Kucağında benimle beraber, yatağın üzerine oturdu. Soluk alma ihtiyacı hissettiğimizde saçımdaki topuzun etrafını saran tokaları, canımı acıtmaktan korkarcasına bir özenle çıkarmaya başladı ve saçlarım belime doğru döküldü. Gözleri gözlerimden asla ayrılmadan, işaret parmağının tersini saçlarımın üzerinde dolaştırmaya başladı. Dudakları, varla yok arası, küçücük dokunuşlarla yanağımdan boynuma doğru bir yol çizdi. Dudaklarının tenimde bıraktığı tutku içerikli darbeler beni kendimden geçirirken; omuzlarından sertçe ittim ve sırtının yatakla buluşmasını sağladım.
Dudaklarım, dudaklarını esir almıştı. Ellerim, gömleğinin düğmelerini çözme telaşına kapılmış, ama heyecandan olsa gerek, bu konuda oldukça acemi ve beceriksiz kalmışlardı. Onun ince, uzun ve esmer parmakları, titreyen parmaklarımın imdadına yetişti. Dudaklarım hâlâ dudaklarından ayrılmazken, gömleğinin düğmelerini çözdü, hafifçe doğrularak hızlıca çıkardı ve yere fırlattı.
Köprücük kemiğinin alenen ve tüm çıplaklığıyla karşımda durması, içimdeki kontrol edemediğim bir dürtüyü harekete geçiriyordu. Elbisemin belindeki kemeri bir hışımda çıkardığımda, bacaklarım da gereksiz tül detaylarından kurtulmuştu. Bacaklarının üzerine yerleştim. Saçlarımı sol omzuma aldım, dudaklarımı boynuna yaklaştırdım ve usul usul öpmeye başladım. Oradan köprücük kemiğine ilerledi dudaklarım. Parmakları, ensemden sırtıma doğru ince çizgiler hâlinde akarken, köprücük kemiği ve ben uzun zamandır beklediğimiz kavuşmanın hakkını veriyorduk.
Dudaklarım dudaklarıyla yeniden buluştuğunda, bir eli bacağımda, diğer eli ise saçlarımın arasında dolaşıyordu. Dudaklarımın rotasını boynuna yönlendirdiğimde boğazından küçük bir inilti koptu ve ani bir manevrayla yer değiştirmemizi sağladı. Kollarını başımın iki yanına yerleştirdiğinde bakışlarımız sanki bizim yerimize bir anlaşma yapmış ve bizim yerimize bir karar almışlardı. Dudaklarımın üzerine küçük bir öpücük bıraktı. Boynumdaki gerdanlığı nazikçe çıkardı. Ellerim saçlarının arasına daldı. Dudakları göğsüme doğru yol aldığında, sağ eli de elbisemin arkasındaki fermuara doğru kaymıştı.
"Bora." dedim, boğuk çıkan bir sesle.
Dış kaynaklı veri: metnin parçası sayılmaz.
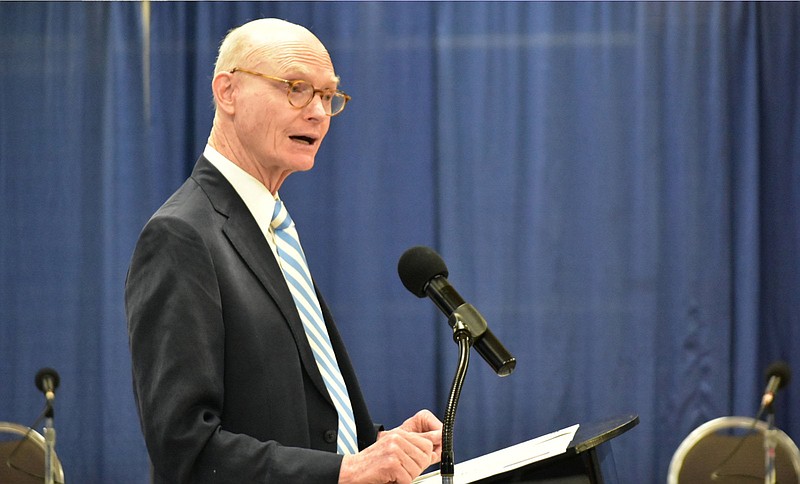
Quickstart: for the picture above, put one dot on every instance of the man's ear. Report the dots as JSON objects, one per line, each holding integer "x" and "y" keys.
{"x": 222, "y": 87}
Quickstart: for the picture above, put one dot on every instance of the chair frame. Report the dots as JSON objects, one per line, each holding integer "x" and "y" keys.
{"x": 723, "y": 423}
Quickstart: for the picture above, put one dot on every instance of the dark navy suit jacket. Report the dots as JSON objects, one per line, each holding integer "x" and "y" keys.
{"x": 225, "y": 381}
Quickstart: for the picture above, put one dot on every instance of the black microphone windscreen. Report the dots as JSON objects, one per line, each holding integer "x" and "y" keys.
{"x": 417, "y": 266}
{"x": 47, "y": 373}
{"x": 781, "y": 370}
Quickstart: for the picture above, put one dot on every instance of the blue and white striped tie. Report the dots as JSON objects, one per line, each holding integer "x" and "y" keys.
{"x": 295, "y": 270}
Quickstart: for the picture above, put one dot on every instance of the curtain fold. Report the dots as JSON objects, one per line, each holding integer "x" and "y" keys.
{"x": 615, "y": 186}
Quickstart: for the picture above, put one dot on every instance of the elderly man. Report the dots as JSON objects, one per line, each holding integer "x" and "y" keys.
{"x": 239, "y": 372}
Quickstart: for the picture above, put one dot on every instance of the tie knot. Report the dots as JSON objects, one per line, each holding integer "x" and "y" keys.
{"x": 280, "y": 217}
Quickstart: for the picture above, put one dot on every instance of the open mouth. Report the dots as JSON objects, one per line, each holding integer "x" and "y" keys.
{"x": 306, "y": 140}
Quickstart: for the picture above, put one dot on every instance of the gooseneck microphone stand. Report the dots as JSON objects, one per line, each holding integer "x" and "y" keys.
{"x": 770, "y": 474}
{"x": 462, "y": 336}
{"x": 49, "y": 444}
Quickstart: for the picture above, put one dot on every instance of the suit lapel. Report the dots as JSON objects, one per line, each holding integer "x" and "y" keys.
{"x": 246, "y": 238}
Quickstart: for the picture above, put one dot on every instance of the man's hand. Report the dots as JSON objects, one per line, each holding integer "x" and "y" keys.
{"x": 399, "y": 455}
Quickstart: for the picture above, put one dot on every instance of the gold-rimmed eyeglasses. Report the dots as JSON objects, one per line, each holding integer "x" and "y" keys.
{"x": 300, "y": 93}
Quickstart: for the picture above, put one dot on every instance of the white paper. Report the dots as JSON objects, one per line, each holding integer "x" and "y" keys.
{"x": 507, "y": 459}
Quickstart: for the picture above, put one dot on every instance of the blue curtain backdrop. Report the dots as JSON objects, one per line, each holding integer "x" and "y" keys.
{"x": 616, "y": 186}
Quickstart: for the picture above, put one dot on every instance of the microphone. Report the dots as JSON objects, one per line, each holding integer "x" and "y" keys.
{"x": 47, "y": 381}
{"x": 778, "y": 375}
{"x": 424, "y": 273}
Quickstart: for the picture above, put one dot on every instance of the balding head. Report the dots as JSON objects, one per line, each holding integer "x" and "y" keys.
{"x": 274, "y": 41}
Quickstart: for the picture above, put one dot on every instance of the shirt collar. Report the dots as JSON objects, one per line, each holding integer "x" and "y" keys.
{"x": 258, "y": 199}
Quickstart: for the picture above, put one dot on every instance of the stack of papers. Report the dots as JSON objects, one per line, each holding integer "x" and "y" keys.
{"x": 510, "y": 458}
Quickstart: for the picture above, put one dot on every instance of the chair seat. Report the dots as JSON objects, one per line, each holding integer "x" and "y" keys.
{"x": 22, "y": 452}
{"x": 733, "y": 449}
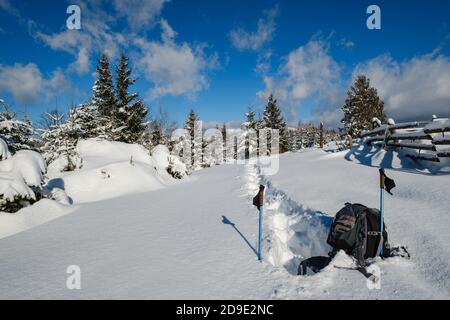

Yalnızca adını sayıklayarak aslında yirmi üç yıl, yedi ay, on beş günlük hayatımın en güzel ayrıntısının kendisi olduğunu anlatmaya çalışıyordum. Ve belki de başarmıştım da çünkü üzerimdeki elbiseden beni kurtardığında gözleri birkaç saniyeliğine yeniden gözlerimi hedef almıştı ve de orada hissettiğim her duygunun karşılığını görmüştüm.
ŞİMDİ OKUDUĞUN
Maça Kızı 8
General Fiction"Verdiğim acıyı silebilmek için her bir saç telini öpmek istiyorum," dedi. Önce nefes almayı bıraktım. "Ama bazen öpünce de geçmez," dedi. Buz kestim. ... BU HİKAYEDEKİ OLAYLAR TAMAMEN HAYAL ÜRÜNÜDÜR VE GERÇEK KİŞİ VE KURUMLARLA BİR İLGİSİ BULUN...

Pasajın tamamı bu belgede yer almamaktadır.